No resulta nada difícil hacer la traslación de ese esquema de funcionamiento, minuciosamente descrito por Saunders, al mundo de los medios de comunicación de masas de la España de hoy (o de la Francia de hoy, o de la Alemania de hoy: tanto da). Conozco a un buen puñado de periodistas que tienen chollos rarísimos, sé de fundaciones y asociaciones que financian actividades de nulo valor intrínseco, me consta que se producen viajes de lujo de justificación prácticamente imposible, hay premios y becas genuinamente inexplicables... y ya casi mejor ni hablo de las comidas opíparas con sobremesas propicias a las confidencias. En ocasiones, incluso, me ha tocado participar a mí en alguna historia de ese estilo, más o menos de rebote.
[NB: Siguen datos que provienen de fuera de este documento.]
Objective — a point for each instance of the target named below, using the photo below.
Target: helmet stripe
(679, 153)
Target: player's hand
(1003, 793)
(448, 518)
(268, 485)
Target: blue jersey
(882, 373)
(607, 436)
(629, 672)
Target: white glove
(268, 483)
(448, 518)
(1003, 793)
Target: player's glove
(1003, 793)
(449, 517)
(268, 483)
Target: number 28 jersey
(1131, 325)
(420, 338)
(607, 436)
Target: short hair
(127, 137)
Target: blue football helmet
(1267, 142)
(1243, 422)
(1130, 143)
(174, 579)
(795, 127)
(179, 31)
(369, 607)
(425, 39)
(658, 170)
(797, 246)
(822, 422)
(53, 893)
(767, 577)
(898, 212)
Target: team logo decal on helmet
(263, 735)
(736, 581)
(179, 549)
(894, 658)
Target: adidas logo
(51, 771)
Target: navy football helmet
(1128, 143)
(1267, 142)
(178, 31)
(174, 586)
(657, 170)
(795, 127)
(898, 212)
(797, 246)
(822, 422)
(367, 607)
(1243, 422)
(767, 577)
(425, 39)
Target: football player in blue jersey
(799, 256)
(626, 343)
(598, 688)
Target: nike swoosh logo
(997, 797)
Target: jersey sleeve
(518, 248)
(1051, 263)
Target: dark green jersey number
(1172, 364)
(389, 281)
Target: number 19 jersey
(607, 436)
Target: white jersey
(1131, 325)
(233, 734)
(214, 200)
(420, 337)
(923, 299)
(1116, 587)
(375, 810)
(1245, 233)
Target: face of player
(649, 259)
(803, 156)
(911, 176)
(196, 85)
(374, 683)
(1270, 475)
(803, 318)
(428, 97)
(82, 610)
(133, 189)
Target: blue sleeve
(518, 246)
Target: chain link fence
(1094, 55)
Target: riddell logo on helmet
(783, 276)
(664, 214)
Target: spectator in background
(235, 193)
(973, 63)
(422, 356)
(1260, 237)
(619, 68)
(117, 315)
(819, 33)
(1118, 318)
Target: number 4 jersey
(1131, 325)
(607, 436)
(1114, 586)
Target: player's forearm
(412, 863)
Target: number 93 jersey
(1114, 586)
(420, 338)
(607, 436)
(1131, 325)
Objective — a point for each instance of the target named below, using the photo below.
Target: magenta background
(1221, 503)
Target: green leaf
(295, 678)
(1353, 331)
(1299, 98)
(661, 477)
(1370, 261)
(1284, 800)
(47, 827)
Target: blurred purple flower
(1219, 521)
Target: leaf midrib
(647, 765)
¿Está la CIA detrás de todo ello? De todo, no; seguro. Pero es fácil que sí esté detrás de algo. Ignoro de qué. No sé a través de quién. Pero, insisto: es fácil que lo esté.

La siguiente pregunta es inevitable: en tal caso, ¿qué profesionales españoles de la comunicación serán los que trabajan para la CIA? No me refiero a gente que lo esté haciendo sin conciencia de ello –que de ésos puede haber varias toneladas–, sino a los que lo hacen a sabiendas, porque están en nómina.

Admito que nunca había pensado en esa posibilidad. Pero, ahora que me le ha planteado tras la lectura del libro de Saunders, se me han venido a la cabeza sin demasiada dificultad cinco o seis nombres. Y me da que no debo de andar muy errado. Pero tampoco es cosa de hacer en público meras suposiciones, por bien traídas que parezcan.

Cierto es que la CIA no necesita comprar periodistas españoles a puñados para que nuestros medios de comunicación privilegien su versión de los acontecimientos. No lo necesita, en primer lugar, porque los mass media españoles se nutren en muy buena medida de los grandes medios norteamericanos trasmisores de noticias (las grandes agencias de Prensa, las grandes cadenas de televisión, etcétera), con lo que buena parte del trabajo ya les viene hecho, y convenientemente orientado. Tampoco lo necesita, en segundo término, porque buena parte de los profesionales españoles de la comunicación coinciden espontáneamente, por así decirlo, con los puntos de vista del Gobierno de Washington. No vale la pena empujar a nadie para que vaya por donde ya está caminando de buen grado.

Pero hay una vuelta de tuerca más para la que probablemente sí se requiere una intervención directa sobre el terreno. Me refiero al control, altamente conveniente, sobre esa subespecie del periodismo que nutre el género de la opinión, de tanto peso en España, esto es, sobre los perpetradores del cúmulo de editoriales, columnas de Prensa y tertulias radiofónicas que se abaten a diario sobre nuestra sufrida población, que los absorbe con tan singular como desconcertante entusiasmo. La creación de una red de complicidades que invite a los periodistas de ese género a suscribir los puntos de vista más convenientes para los intereses estadounidenses tiene que ser, sin duda, un objetivo de las antenas de la CIA en España. Y doy por hecho que lo están persiguiendo con la máxima tenacidad, habida cuenta, sobre todo, del  prejuicio antiamericano que se le presupone, no sé con cuanto fundamento, a una parte considerable de la opinión pública española.

No puedo probarlo por la vía positiva, como ya antes decía, pero lo infiero sin mucha dificultad por la vía negativa, a través de la simple constatación de lo complicado que resulta no sostener esos puntos de vista cuando se trabaja en la España actual para un gran medio de comunicación. Este humilde servidor de ustedes podría darles abundante cuenta de ello, si no fuera porque no está aquí para contarles su vida.

 

Termino. No sin antes disculparme ante la autora y ante la editorial por lo muy interesada que ha sido mi lectura de este libro. Mucho me temo que haberlo reconocido desde el comienzo no me exculpe demasiado. Permítanme que trate de compensarlo, así sea sólo en parte, diciendo que, aparte de para presuponer cómo trabaja la CIA con los medios de comunicación de la España de hoy, este libro es fundamental para saber cómo trabajó esa agencia en el mundo de los intelectuales y artistas en la época de la guerra fría.

Yo le estoy muy agradecido a Frances Stonor Sauders por haberse tomado el inmenso trabajo de averiguarlo. Y de contárnoslo.

Puedo asegurarles que, si se deciden a leer el libro, compartirán mi agradecimiento.